The previous branch left the @QuarkusTest suites in casehub-blackboard blocked — RoutingCursorStore unsatisfied dependency. The fix was straightforward: add quarkus.arc.exclude-types=io.casehub.work.core.strategy.RoundRobinStrategy to the test configs. RoundRobinStrategy lives in casehub-work-core and requires a RoutingCursorStore provider that doesn’t exist in the engine’s test context. The proper fix is a @DefaultBean no-op in casehub-work, filed as casehubio/work#214. For now, the exclusion lets CDI ignore it.

With the tests unblocked, we could see what the blackboard actually needed. The stated problem was “SubCase PlanItems never transition beyond PENDING.” Once we looked, it was wider than a missing state transition.

Every SubCase and HumanTask PlanItem in the blackboard carried the status RUNNING. That’s wrong. RUNNING means a Quartz thread is actively computing. A SubCase PlanItem is waiting for a child case to return — the engine has handed off and gone idle. An LLM reading RUNNING on that PlanItem would infer active local computation. It’s a misrepresentation of what the system is doing.

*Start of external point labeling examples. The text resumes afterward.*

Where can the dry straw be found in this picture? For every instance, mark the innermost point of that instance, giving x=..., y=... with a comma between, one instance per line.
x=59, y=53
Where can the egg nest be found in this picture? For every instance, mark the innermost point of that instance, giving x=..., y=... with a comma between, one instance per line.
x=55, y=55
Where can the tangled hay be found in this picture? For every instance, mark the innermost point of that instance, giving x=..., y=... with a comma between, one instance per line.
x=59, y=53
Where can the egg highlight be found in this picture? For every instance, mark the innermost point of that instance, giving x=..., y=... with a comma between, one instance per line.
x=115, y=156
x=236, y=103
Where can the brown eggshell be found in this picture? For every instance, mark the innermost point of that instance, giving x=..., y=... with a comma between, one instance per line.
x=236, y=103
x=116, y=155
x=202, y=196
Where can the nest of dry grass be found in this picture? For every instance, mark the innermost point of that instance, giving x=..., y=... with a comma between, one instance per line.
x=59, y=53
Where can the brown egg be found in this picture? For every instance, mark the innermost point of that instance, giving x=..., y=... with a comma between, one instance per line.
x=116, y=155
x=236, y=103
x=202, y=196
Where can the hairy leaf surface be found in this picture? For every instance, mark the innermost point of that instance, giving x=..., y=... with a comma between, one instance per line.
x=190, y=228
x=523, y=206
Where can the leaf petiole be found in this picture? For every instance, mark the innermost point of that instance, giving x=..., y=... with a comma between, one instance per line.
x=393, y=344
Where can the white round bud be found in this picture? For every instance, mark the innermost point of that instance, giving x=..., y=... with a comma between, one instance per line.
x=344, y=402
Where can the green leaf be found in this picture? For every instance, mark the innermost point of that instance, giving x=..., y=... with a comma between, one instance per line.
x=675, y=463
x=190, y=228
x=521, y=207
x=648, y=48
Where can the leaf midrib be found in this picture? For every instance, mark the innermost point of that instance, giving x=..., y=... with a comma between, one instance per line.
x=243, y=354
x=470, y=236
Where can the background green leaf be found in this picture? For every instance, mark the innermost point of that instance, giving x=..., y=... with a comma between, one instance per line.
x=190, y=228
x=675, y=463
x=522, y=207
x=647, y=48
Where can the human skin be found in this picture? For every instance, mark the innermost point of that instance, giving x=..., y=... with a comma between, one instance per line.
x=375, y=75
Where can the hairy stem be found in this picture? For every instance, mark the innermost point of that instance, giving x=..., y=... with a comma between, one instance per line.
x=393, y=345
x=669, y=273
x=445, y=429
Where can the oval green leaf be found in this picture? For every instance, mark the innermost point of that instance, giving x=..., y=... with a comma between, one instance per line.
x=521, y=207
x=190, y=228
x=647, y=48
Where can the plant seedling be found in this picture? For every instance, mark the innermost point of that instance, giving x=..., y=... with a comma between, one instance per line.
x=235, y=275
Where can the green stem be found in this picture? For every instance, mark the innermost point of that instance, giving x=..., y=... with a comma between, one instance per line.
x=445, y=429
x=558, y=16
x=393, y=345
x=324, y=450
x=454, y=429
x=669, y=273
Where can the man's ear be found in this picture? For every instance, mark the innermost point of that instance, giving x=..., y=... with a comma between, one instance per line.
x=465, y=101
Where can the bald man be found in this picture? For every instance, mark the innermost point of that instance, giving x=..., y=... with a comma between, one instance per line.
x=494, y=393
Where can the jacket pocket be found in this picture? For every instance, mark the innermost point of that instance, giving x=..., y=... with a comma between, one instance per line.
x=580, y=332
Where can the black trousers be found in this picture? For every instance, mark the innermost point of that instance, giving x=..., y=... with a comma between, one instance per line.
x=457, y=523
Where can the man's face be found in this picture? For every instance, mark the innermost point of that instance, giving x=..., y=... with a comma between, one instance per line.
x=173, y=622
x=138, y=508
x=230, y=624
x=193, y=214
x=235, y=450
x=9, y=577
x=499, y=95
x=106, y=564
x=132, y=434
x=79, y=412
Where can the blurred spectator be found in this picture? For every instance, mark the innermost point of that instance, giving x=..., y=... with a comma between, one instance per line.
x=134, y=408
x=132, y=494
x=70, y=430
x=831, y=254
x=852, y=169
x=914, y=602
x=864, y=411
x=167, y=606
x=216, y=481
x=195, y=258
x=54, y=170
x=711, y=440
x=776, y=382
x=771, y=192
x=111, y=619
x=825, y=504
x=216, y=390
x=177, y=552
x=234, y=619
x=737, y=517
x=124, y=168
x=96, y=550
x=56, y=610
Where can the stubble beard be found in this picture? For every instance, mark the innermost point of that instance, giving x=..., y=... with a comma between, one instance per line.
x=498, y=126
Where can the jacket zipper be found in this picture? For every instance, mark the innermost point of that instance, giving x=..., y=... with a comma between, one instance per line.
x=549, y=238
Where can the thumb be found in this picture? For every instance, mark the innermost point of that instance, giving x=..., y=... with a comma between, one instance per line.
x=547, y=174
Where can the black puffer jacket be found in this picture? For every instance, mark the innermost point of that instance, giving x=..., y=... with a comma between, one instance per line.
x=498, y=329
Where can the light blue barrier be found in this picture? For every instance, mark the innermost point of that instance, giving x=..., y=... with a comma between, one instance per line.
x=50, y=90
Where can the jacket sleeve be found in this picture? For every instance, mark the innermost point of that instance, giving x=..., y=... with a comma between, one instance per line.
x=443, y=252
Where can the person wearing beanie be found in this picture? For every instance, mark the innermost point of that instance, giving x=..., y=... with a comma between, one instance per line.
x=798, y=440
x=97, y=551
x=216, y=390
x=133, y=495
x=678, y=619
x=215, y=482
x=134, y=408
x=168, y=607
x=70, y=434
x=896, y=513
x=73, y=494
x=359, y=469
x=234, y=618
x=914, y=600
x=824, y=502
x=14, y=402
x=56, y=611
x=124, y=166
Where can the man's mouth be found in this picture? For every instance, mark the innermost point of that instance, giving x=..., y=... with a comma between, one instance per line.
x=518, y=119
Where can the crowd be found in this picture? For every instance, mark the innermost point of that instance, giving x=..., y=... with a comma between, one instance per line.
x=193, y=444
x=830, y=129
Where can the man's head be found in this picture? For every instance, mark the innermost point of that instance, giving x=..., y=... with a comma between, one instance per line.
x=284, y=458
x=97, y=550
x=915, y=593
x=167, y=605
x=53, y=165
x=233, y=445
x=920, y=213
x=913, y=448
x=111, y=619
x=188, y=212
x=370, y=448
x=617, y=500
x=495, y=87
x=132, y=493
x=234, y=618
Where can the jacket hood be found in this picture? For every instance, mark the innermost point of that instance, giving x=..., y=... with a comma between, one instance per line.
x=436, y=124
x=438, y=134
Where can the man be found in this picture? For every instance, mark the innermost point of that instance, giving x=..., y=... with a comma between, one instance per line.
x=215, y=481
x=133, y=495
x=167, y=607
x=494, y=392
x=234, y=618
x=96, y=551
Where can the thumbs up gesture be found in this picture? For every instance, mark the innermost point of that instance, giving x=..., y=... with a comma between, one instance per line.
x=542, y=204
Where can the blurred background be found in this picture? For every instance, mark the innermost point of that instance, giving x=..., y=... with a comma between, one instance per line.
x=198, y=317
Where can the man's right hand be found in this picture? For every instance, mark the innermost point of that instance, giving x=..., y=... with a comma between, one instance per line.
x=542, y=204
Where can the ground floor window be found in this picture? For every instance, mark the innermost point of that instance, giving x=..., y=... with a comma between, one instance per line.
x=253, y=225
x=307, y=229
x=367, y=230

I asked whether this needed a new state rather than a workaround. The answer required a full systematic review — all target types, all terminal scenarios, every error path. The result was a 6-state model: PENDING, RUNNING, DELEGATED, COMPLETED, FAULTED, CANCELLED. RUNNING stays for CapabilityTarget only. DELEGATED means “control passed to an external actor; the engine is waiting for a completion signal.” No ambiguity.

The implementation found a second problem immediately. DefaultCasePlanModel.getAgenda() only returns PENDING items — the code filtered on status == PENDING, full stop. When we tried to find a DELEGATED PlanItem via the agenda stream, we got an empty result with no error. The fix was to use getPlanItemByBindingName() instead, updating that method and hasActivePlanItem() and addPlanItemIfAbsent() to treat DELEGATED as active alongside PENDING and RUNNING. Without that, a DELEGATED PlanItem wouldn’t block the binding from spawning a second child case.

The completion path was also missing. Worker completion (CapabilityTarget) already flowed through PlanItemCompletionHandler, which fires stage autocomplete and a PlanItemCompletedEvent. SubCase completion didn’t — SubCaseCompletionService updated the parent case state but never touched the PlanItem. We added a SubCaseExecutionCompleted event, published by SubCaseCompletionService after the parent resumes, consumed by PlanItemCompletionHandler. Both paths now use the same completePlanItemByKey() method. Stage autocomplete fires for SubCase bindings.

We also closed the error paths. If startCase() throws, or the CaseDefinition doesn’t exist, or the group configuration is invalid — the PlanItem was previously left in PENDING. hasActivePlanItem() returns true for non-terminal states, so a stuck PENDING binding never reschedules. Each error path now calls faultPlanItem().

One thing caught during the work: Java 21 pattern-matching switch doesn’t match null with default. A traditional switch treats default as the catch-all for everything including null; pattern-matching switch doesn’t — it throws NPE unless case null is declared explicitly. The fix is case null, default -> { ... }.

The HumanTaskScheduleHandler was also calling markRunning() when creating WorkItems. Fixed to markDelegated().